Report: Buy land quickly to restore Everglades

Published: Tuesday, January 25, 2005 at 6:01 a.m.
Last Modified: Monday, January 24, 2005 at 11:50 p.m.
MIAMI - State and federal officials should buy more land, and do so quickly, in order to restore the Everglades before the property becomes developed or too expensive, according to a report released Monday.
The report on water storage is the seventh and final in a series by the National Academies of Sciences that gives advice to federal and state agencies and other entities engaged in restoring the greater Everglades.
The 30-year, $8.4 billion federal-state restoration program is intended to restore some of the natural water flow through the sensitive ecosystem that once stretched uninterrupted from a chain of lakes near Orlando to Florida Bay.

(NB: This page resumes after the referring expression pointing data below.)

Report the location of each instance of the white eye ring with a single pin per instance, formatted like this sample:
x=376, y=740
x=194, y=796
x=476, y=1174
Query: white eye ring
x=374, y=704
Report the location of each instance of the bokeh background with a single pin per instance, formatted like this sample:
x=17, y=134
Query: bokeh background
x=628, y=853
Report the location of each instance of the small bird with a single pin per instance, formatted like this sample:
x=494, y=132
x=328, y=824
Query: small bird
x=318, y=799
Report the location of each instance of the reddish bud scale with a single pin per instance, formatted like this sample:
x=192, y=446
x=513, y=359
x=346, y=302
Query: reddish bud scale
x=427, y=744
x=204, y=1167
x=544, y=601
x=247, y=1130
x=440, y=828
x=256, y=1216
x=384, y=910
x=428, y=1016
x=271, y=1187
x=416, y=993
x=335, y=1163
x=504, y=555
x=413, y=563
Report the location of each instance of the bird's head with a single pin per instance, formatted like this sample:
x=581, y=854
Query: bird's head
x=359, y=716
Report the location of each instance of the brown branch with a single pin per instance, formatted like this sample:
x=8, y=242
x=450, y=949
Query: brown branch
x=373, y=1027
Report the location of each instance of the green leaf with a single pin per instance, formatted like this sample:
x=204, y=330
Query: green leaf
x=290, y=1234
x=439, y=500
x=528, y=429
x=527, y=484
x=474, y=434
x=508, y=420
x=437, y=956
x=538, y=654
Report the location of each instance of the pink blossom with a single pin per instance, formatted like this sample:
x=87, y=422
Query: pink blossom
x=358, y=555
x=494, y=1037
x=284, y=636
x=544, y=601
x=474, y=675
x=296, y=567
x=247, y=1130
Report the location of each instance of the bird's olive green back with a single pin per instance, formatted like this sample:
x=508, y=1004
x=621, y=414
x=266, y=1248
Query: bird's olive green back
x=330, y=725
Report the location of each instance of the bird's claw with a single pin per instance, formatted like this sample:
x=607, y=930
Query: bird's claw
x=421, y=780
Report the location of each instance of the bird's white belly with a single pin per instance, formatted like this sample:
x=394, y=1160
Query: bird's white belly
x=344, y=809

The report also suggested speeding up projects that restore the natural flow of the water and considering the use of Lake Okeechobee for additional water storage.
"The scientist are saying exactly what the environmental community has been saying for years," said John Adornato, Everglades Restoration Program Manager for the National Parks Conservation Association. "The bottom line is, we need more surface water storage."
The government is already spending $100 million to $200 million each year to buy land for Everglades restoration, according to the report.
But "it seems certain that some land not soon acquired will be developed or become significantly more expensive before the two-decade-long acquisition program can be completed," the report said. "Protecting the potential for restoration, i.e. protecting the land, is essential for successful restoration."
Officials at the South Florida Water Management District said they were still reviewing the 140-page report, but pointed out the state has already accelerated several projects.
"We're kind of leading with our hearts and our checkbooks," said Chip Merriam, deputy executive director of the water management district.
The report also said many restoration projects involve a lot of engineering and will require substantial maintenance - such as one plan to pump water underground for storage, which would provide about three-quarters of the planned water storage.
Instead, the report suggests restoring more natural systems first, for example providing more natural water flow to Everglades National Park.
"I think the report accurately captures some of the questions we have regarding underwater storage," said Dennis Duke, program manager for South Florida restoration for the Army Corps of Engineers.
Duke said the Corps would consider the recommendations as it moved forward with the plan.
The report also suggested looking at Lake Okeechobee to potentially store more water - which many environmentalists oppose because it would flood out the lake's marshy wetlands.
But Duke said increasing the water level of the lake wasn't a probable option at this time.
David Bogardus, a field officer for the World Wildlife Fund, said he interpreted the suggestion to raise water levels at Lake Okeechobee as a last resort. Otherwise, he said, the report's findings were positive.
"It's really groundbreaking for us because it really validates a lot of issues that we've been talking about for a long time," Bogardus said.